Note that the double bond could have formed on the 4-carbon fragment as well, to produce 1-butene and pentane in more or less equal amounts.  So, each bond broken in a cracking reaction could form two sets of compounds for a total of 4 products.

When HCl is added to an alkene or an alkyne, the pi electrons from the multiple bond form a new bond with the proton on the HCl, leaving behind a carbocation where the ene was and a chloride ion, which then combine in a second step to make the product. Because, in this case, the ene was symmetric, it does not matter which side of the double bond the chloride ends up on, the product will be the same.

Bromine addition to an alkene or alkyne works the same way as the HCl addition, except this time, one Br atom ends up on each carbon from the ene group.

The hydrogenation reaction will not occur without catalysis.  In this mechanism, a sheet of metal acts as a catalyst.  The molecules both adsorb onto the surface of the metal (blue rectangle).  The hydrogen bonds easily break in this condition and they then migrate to the pi electrons in the alkene (or alkyne).  The product then desorbs off the metal surface. This is an example of heterogeneous catalysis.  The catalyst is not the same phase as the reactants.

Markovnikov Reactions

In the addition of an acid (say, HCl) to an ‘ene’ group, the proton (electrophile) first attacks the p electrons of the double bond, forming a new s bond with one of the carbons, leaving the other carbon with one too few electrons (carbocation).  Then, in the second step the nucleophile Cl^– attacks the carbocation, filling it’s empty orbital and forming a new bond.

The transition state in both these first steps have to be stable enough to stick around long enough for the Nucleophile to attack.  If it were to decompose too quickly, the reaction would never reach completion.  Since both sides of the ‘ene’ group are identical in this example, both products will be equally likely.  Here, they are indistinguishable anyway.

In the second step, the reactive part of the transition state is the carbocation (it has the charge). Anything we do to stabilize the carbocation (reduce the charge) will result in that particular reaction path being favored because it will help the transition state ‘stick around’ long enough for the second step to happen.
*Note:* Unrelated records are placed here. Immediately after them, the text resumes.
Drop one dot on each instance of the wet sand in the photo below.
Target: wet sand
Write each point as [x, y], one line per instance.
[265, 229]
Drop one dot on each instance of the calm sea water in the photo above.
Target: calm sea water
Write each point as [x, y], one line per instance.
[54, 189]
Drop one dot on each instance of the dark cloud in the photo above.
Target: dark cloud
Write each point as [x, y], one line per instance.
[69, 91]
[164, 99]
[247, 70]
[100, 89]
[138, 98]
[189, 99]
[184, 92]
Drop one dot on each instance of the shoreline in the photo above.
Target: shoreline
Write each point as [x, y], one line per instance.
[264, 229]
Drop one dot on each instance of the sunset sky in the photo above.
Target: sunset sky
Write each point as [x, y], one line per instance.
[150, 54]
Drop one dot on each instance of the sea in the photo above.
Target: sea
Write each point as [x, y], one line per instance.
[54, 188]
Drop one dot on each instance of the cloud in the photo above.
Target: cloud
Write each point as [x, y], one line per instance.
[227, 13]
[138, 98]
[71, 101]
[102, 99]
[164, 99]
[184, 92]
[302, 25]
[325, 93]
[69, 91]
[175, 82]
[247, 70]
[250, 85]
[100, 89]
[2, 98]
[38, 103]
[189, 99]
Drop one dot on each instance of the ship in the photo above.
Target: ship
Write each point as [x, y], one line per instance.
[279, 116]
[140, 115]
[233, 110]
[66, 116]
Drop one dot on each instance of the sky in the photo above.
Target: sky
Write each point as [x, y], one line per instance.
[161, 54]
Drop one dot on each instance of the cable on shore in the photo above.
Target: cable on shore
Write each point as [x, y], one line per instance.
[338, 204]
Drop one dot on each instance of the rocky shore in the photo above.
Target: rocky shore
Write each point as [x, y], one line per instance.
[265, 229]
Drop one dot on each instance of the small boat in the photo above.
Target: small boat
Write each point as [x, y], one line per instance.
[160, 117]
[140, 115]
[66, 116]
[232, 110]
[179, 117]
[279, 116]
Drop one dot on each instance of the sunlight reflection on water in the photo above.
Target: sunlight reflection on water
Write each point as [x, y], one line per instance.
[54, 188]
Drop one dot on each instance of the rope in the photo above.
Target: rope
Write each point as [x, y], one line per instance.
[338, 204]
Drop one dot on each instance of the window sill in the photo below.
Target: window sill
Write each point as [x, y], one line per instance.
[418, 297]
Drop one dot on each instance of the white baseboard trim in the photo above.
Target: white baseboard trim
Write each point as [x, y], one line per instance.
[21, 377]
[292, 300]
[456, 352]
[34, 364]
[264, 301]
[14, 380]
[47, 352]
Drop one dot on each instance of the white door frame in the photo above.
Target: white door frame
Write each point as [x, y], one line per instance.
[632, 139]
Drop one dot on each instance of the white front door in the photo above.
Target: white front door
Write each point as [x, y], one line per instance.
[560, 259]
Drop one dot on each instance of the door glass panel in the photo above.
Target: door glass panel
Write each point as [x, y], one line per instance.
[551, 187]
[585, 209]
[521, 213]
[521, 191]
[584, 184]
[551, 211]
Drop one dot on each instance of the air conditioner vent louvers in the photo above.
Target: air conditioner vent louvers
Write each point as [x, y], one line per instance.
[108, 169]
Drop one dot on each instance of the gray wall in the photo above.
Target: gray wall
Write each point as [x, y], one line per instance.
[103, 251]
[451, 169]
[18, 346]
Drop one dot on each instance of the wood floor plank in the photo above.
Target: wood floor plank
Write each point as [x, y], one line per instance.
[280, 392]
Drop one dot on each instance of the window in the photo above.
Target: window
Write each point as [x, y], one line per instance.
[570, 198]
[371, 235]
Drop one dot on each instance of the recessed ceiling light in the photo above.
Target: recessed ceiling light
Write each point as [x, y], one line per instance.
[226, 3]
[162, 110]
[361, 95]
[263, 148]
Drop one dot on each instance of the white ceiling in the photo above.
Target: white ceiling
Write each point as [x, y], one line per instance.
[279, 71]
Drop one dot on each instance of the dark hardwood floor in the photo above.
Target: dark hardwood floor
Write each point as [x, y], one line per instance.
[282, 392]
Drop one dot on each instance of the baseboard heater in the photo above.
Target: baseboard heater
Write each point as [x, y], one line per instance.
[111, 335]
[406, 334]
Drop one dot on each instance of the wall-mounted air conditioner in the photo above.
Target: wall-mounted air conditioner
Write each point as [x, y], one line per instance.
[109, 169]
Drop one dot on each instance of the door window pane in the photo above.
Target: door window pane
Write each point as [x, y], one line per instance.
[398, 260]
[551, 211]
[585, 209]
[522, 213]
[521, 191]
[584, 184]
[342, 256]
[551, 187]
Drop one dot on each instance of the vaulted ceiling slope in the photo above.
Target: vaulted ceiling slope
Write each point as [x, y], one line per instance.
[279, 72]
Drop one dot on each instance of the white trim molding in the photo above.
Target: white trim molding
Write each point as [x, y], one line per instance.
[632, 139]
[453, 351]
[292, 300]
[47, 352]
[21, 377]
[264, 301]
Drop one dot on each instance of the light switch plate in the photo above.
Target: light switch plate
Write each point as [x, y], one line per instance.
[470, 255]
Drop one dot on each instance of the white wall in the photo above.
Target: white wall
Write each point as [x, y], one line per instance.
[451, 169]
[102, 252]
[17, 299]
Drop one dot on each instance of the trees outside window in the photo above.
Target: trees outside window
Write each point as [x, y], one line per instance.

If we put on one of the carbons a substituent that pushes electron density onto that carbon, then that carbon will be stabilized if it becomes the carbocation.  If, we put an electron-withdrawing (highly electronegative) substituent on a carbon then it will be destabilized as a carbocation.  It turns out that R groups (alkyl groups) are electron donating (they have lower electronegativity than a Carbon with double bonds) while a halogen would be electron withdrawing (it has high electronegativity).

Thus, for a hydrocarbon-only compound with an asymmetrically substituted ‘ene’ group, the carbon with more R groups will be stabilized relative to the carbon with more hydrogens (since the R group will push electron density onto the carbocation, distributing the positive charge and stabilizing it.)

In the case of non-alkyl groups on the ‘ene’ carbon, we must first see if it is electron donating (like an alkyl) or electron withdrawing.  If we have Cl as a substituent, the opposite reaction path becomes favored.  The highly electronegative Cl tries to pull electron density away from the already positively charged carbon.  The carbocation will be thusly destabilized, i.e., the transition state will quickly dissociate back to the starting materials, making the second step of that reaction path less likely to occur.

Markovnikov’s Rule NEW FORM: In the addition of an acid to an alkene, the proton will go to the side that leaves behind the more stabilized carbocation.

Now, using this new definition, both reactions 2 and 3 can be seen as obeying Markovnikov’s rule.  There is no anti-Markovnikov reaction.